The third which is more uncommon to celebrate is Black History month in Canada and the United States. It’s been an official commemoration since 1996 but most wouldn't know that unless they reached way far back into their fuzzy high school memories and remembered that it was asked as part of a pop quiz question alongside with what was the Underground Railway?
The need for a “Black History” month is debated but more often than not it’s just ignored. I know that’s what I've done for many years but this year I wanted to try something different.

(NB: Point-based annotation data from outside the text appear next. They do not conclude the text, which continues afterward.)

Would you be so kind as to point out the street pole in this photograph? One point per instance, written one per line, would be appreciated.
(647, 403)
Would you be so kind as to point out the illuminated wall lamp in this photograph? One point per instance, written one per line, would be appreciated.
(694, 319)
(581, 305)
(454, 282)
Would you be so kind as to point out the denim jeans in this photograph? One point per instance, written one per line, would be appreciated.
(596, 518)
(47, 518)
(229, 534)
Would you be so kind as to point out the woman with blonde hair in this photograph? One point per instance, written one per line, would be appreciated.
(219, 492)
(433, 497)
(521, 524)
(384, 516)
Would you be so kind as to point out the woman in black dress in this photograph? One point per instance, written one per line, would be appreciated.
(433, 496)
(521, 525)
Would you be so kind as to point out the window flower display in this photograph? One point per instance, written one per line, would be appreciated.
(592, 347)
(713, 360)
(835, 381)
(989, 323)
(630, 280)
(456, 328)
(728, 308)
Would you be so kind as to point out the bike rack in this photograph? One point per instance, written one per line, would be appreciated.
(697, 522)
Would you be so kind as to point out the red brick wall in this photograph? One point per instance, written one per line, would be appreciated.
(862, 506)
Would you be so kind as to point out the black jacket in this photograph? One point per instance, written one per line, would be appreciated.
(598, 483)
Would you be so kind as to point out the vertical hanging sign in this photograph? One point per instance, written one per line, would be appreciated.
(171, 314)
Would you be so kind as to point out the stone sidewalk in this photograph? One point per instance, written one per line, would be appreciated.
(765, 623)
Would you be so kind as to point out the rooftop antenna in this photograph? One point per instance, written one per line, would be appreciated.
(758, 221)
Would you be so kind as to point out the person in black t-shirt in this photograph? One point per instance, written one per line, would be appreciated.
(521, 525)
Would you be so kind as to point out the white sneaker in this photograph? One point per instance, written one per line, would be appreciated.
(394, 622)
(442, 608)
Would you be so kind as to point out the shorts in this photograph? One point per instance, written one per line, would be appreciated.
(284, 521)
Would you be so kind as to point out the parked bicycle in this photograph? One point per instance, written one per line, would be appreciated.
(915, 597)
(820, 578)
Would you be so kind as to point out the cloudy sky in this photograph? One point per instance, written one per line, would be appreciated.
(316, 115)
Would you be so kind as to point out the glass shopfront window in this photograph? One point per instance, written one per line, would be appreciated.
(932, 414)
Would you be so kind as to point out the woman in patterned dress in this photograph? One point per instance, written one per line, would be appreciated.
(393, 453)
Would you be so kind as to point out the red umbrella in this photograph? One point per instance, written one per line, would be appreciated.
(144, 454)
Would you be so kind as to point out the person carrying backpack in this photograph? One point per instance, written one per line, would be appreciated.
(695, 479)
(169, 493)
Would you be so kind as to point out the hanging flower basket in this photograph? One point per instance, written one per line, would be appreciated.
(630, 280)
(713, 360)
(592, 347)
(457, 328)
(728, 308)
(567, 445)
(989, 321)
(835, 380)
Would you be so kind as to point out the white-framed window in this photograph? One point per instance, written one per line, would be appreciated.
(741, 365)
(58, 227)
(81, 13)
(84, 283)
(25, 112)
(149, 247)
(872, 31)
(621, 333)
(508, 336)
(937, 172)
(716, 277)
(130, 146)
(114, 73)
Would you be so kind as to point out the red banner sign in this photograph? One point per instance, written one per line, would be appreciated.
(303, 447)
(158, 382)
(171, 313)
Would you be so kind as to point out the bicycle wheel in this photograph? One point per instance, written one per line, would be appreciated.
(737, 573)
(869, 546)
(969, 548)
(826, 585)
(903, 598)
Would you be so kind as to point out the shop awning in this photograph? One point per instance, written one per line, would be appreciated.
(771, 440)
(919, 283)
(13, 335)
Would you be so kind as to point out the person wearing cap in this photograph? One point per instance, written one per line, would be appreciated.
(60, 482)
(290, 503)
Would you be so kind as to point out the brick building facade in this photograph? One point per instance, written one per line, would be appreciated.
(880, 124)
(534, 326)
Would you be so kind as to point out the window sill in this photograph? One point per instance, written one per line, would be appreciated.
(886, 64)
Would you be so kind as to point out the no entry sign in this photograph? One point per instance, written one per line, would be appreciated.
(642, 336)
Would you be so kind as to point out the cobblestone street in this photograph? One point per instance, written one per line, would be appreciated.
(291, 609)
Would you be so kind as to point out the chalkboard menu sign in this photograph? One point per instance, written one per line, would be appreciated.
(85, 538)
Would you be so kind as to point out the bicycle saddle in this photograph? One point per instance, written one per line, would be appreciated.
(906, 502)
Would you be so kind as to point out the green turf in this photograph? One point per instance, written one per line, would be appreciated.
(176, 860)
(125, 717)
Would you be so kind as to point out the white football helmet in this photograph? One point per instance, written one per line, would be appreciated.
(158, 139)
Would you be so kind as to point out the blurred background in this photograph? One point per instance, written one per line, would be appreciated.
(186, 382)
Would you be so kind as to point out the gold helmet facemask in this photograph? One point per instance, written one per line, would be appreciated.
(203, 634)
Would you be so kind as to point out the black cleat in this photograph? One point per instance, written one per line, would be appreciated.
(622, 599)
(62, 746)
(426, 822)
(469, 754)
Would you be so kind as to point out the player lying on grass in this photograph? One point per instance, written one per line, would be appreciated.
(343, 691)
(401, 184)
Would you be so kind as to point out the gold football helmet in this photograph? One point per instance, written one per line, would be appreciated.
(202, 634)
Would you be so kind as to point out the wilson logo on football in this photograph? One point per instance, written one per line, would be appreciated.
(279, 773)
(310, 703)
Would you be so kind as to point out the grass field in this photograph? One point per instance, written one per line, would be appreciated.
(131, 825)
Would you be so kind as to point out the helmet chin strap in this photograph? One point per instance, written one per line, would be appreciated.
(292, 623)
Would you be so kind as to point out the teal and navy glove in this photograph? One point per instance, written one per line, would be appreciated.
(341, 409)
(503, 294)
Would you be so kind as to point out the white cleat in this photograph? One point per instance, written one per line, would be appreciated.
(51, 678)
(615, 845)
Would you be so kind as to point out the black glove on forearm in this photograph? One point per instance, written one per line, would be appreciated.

The more I look into what makes up Black Canadian identity the more intrigued I am. The presence of Blacks in Canada pre-dates Dominion Day (1867). This then makes it quite possible to meet a non-immigrated Black Canadian much to the astonishment of those that put their faith in pigmentation over history. The reason for this is because many of Nova Scotia’s early settlers were Black Loyalists fighting for the British Monarchy during the American Revolution in exchange for their freedom. Others then came during the War of 1812, the American Civil War, and in waves from other nations in search of greater economic opportunity and the sustaining of personal rights. Due to this sectionalism of arrivals, and diversity of countries within the black community, there never was developed an “African Canadian” identity that you could juxtapose with an African American one.
This then leaves the question as to why is there a “Black” Canadian identity at all? And why has it been used to constitute the making of a Black History month?
This is when things can get personal.
In my readings for school I come across a lot of polemics which is the art of using language to defend or harshly criticize another. This then offends my propriety making me harshly critical of them and in a downward spiral we go. Once in a while though a light-bulb moment will come and finally something I’ve known all along but couldn’t put into words finally clicks. This is what happened to me the other day and hopefully is something I can share with the same clarity that it struck me.
To start I want to bring to the forefront the term “Recognition” which can be defined as the acknowledgment of something's existence, validity, or legality. When we’re recognized for something it can be seen as a testament of our worth. Some yearn for this validation so much that they sell themselves and in the process depreciate the value they already held. But knowing worth comes from within is only useful in as much as it has been planted there.
Aboriginal peoples of Canada along with Québécois are important pieces but not the entire whole. As we look to the past take a moment to research how Black Canadians have been a part of the creation and sustaining of this country. It might surprise you and most of all it might lead you to change your perception of what it means to be Black within Canada.
1. Charles Taylor, Multiculturalism and “The Politics of Recognition,” Princeton: Princeton University Press, 1992, p.25.
2. Iris Marion Young, Justice and the Politics of Difference, Princeton: Princeton University Press, 2011, Chapter 1.